INDONESIAN troops began an unexpected early pullout from East Timor’s capital of Dili yesterday as commanders here and in the territory gave conflicting comments about when an advance party of Australian-led peacekeepers would arrive.
Shortly after the military (TNI) said here that the territory was ready to receive the international force – and that an advance party was expected today – East Timor military chief Maj-Gen Kiki Syahnakri said they will not land today.
News agencies in Dili last night quoted him as having said the advance team “will not come tomorrow”, and it was not clear if the team – led by Australia’s Major-General Peter Cosgrove – would arrive tomorrow.
The confusion came on a day when Australian Prime Minister John Howard warned of a “massive reaction” from participating countries, including the United States, if the peacekeepers fell prey to attack in the troubled territory.
With sporadic gunfire still reverberating in the outskirts of Dili, two battalions of Indonesian troops numbering about 5,000, mostly native East Timorese and members of the district and regional commands, officially began their pullout in what TNI officials described as an attempt to “minimise the possibility of conflict”.
The East Timor military command also indicated that pro-Jakarta militias will be confined to the western part of the territory and that the men from the Aitarak group blamed for much of the destruction will be barred from Dili.

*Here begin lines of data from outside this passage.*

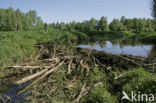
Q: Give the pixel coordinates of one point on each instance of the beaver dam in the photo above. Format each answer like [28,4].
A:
[70,74]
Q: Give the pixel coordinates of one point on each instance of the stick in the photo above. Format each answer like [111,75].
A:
[31,77]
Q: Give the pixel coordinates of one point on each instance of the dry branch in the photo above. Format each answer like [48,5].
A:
[31,77]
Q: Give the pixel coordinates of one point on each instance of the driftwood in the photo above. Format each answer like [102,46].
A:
[31,77]
[77,61]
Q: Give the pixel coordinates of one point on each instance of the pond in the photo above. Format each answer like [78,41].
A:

But military sources here told The Straits Times that several hundred Indonesian troops were heading for the jungles and mountains to hunt down pro-independence supporters – and could remain to fight a protracted guerilla war with the peacekeepers.
The TNI, still licking its wounds after losing the territory it invaded in 1975, and now forced to accept the Australian-led force, is likely to turn a blind eye to such activities.

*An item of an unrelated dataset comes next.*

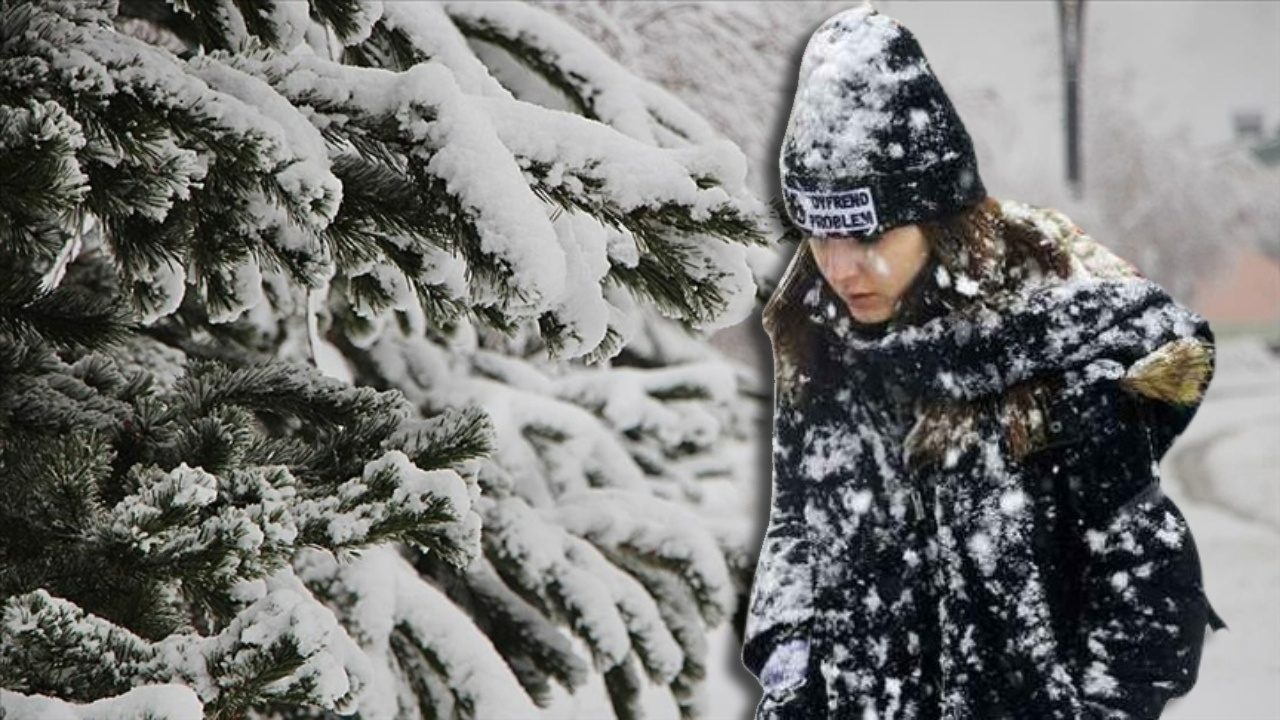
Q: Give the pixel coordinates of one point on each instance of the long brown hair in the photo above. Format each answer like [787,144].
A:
[979,244]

A senior airforce officer said Indonesian jets are also being deployed to make occasional forays over East Timor “in a game of psychological warfare” to unnerve the foreigners.
To complicate matters, the military-backed militias responsible for much of the violence are also carving up large parts of the territory and making them “off-limits” to the 8,000-strong peacekeeping force coming in from staging points in Darwin, Australia.
Mr Howard, seen as adopting an increasingly assertive stance towards Indonesia, said soldiers are bracing themselves for possible attacks.
But he warned Jakarta that any such provocation would result in retaliation and a strengthening of the multi-national force.
“They must of course contemplate that if attacks were to occur, then that in turn would result in a much stronger level of intervention and retaliation, including stronger involvement by countries that are now giving important support,” he said.
Mr Howard, whose administration has incurred Jakarta’s ire for “meddling too much” in the East Timor debacle, said the US is among those likely to react to any aggression by Indonesian troops.
The US is committing just 200 personnel to provide logistics, communications and intelligence support. But it has also made arrangements for US heavy-lift aircraft to transport helicopters and outsized cargo from the 23 participating countries to the Darwin staging area.